Both are certainly viable, which begs the question: Should we provide both?

On the one hand, ranges::fold provided both the left and the right fold version, despite the fact that right fold can be simulated by reversing the range and the function parameter order. However, on the other hand, here the simulation is even easier: just reversing the order of the function parameters will turn a left scan to a right scan.

Furthermore, all of the mentioned prior arts perform left scan, and it is hard to come up with a valid use case of right scan that cannot be easily covered by left scan.

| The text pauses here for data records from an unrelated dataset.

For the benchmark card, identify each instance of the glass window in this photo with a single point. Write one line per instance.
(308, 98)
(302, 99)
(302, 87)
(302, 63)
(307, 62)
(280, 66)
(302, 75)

Therefore, the author only proposes a left scan in this proposal.

3.5. More Convenience Aliases

Obviously, there are more aliases that can be provided besides partial_sum. The three most useful aliases are as follows:

std::vector<int> vec{3, 4, 6, 2, 1, 9, 0, 7, 5, 8}
partial_sum(vec) // [3, 7, 13, 15, 16, 25, 25, 32, 37, 45]
partial_product(vec) // [3, 12, 72, 144, 144, 1296, 0, 0, 0, 0]
running_min(vec) // [3, 3, 3, 2, 1, 1, 0, 0, 0, 0]
running_max(vec) // [3, 4, 6, 6, 6, 9, 9, 9, 9, 9]

Which are the results of applying std::plus{}, std::multiplies{}, ranges::min, and ranges::max.

Looking at the results, these are certainly very useful aliases, even as useful as partial_sum. However, as stated above, all of these three aliases can be achieved by simply passing the corresponding function object (currently, min/max doesn’t have a function object, but ranges::min and ranges::max will be useable after [P3136R0] landed) as the function parameter, so I’m not sure it is worth the hassle of specification. Therefore, currently, this proposal does not include the other three aliases, but the author is happy to add them should SG9/LEWG request.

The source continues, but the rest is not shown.